Well, Dear Readers, I expected to be blogging a very different blog today. I have much to report on the Big Rock Reading Series and on the Arkansas Literary Festival, but I've been interrupted. If you follow me on Facebook, you know that I've come down with a mean cold at the worst possible time. In the midst of fitful sleeping due to painful chest coughs, the sickly speaker woke up and started singing. About four a.m. on Friday morning she gave me the beginning of a new draft. I scratched it out in my journal and turned back to sleep. Friday and Saturday, she remained quiet as I fought the cold enough to attend some ALF events. Then, in the wee hours this morning, she returned with more lines.

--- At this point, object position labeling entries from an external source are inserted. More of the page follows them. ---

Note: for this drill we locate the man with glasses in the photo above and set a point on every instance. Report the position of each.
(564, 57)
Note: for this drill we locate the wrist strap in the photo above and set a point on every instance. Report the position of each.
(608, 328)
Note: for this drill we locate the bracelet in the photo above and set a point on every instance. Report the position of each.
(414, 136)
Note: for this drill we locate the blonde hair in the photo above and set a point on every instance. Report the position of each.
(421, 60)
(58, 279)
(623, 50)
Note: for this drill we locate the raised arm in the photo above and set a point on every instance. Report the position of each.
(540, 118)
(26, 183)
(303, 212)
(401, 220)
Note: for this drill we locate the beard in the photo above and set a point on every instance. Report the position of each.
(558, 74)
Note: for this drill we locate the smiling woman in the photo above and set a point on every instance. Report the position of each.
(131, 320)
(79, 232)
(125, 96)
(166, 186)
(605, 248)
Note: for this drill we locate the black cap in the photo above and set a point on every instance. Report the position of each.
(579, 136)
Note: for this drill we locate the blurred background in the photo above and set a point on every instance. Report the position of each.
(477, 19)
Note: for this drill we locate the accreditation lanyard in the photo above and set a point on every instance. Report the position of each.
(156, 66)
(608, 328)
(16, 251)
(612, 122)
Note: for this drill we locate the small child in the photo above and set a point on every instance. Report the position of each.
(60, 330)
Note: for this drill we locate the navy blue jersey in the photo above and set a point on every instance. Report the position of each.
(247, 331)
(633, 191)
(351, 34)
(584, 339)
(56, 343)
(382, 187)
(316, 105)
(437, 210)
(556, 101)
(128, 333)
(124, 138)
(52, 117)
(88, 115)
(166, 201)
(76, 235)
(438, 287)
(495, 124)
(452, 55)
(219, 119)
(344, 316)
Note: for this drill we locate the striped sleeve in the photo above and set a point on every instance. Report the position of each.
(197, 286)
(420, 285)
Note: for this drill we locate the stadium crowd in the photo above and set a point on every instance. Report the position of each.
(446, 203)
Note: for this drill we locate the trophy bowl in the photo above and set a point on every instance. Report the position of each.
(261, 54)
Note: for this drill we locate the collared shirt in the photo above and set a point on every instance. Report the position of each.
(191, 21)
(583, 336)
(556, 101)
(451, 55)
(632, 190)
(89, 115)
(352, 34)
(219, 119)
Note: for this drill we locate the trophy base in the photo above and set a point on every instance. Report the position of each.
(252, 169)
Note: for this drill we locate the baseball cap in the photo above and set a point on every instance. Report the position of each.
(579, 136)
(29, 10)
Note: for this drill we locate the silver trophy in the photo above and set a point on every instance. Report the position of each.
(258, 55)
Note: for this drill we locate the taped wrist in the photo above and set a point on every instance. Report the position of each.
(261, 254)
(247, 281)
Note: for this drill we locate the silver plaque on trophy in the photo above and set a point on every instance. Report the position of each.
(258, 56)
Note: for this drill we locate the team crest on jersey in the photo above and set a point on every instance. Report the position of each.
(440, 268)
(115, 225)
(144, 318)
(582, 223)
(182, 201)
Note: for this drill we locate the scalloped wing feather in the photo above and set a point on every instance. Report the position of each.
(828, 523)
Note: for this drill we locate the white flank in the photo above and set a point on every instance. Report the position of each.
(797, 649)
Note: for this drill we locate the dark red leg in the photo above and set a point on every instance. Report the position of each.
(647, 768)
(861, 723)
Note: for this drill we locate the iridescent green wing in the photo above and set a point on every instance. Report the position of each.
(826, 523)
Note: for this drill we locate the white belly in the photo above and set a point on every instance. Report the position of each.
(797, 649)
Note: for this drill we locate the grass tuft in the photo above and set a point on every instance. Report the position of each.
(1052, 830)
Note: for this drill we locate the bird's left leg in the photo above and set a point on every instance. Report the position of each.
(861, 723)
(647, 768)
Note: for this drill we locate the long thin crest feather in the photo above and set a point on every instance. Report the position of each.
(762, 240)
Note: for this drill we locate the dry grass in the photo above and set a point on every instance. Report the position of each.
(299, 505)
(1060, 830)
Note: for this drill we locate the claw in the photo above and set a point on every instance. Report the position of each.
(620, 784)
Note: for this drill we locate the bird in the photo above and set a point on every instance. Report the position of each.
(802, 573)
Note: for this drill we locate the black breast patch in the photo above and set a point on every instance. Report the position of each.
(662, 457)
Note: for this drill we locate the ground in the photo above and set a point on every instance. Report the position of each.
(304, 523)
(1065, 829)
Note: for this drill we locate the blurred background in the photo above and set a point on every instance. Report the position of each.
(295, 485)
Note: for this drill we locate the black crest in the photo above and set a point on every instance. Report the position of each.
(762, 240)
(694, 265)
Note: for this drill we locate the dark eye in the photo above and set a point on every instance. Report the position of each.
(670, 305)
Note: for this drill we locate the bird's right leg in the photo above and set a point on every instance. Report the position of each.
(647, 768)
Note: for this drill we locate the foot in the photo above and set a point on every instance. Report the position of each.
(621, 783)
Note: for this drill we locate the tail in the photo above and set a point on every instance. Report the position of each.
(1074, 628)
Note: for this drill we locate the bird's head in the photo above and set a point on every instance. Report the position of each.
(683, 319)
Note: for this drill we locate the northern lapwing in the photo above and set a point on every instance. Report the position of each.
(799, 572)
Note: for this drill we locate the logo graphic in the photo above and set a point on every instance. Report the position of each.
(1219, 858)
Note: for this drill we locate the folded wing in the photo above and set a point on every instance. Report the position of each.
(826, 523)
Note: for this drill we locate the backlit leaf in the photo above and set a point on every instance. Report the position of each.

So here I am with an unexpected draft, ever grateful. Here is evidence that the voice remains and still has things to say.
The opening lines:
Slept hard. Sweated some.
Woke with a tongue dry and swollen.
When the speaker returned this morning, she was going on about the "fever toxins" getting into her dreams. I loved that idea and ran with what she started; however, I also realized/remembered that she is now in the healing stages. So, the twist is that her body has been cured of the fevers of unknown origin (via the blood transfusion), but her dreams continue to be more hallucinogenic, closer to her dreams during the high fevers than during her years of health.
I know that dreams are incredibly hard to pull off. I caution my students of such things all the time. Still, this is what I had to work with, so off I went. The poem does describe the speaker's dream, which features "the woman [she] called mother by mistake" and ends with an image that I hope describes her newly unbalanced state as her body heals but her isolation from the world continues. What will her re-entry into the world be like?
When I had the draft in shape (nine couplets), I opened up Emily Rosko's book again, Prop Rockery. I found my title in "Ballad of the Face in the Rock" but I've tweaked the lines much more than normal. In Rosko's poem, the lines read, "We harbor such things: / weight and many etceteras." I reshaped that to "Harboring the Remains and the Many Etceteras."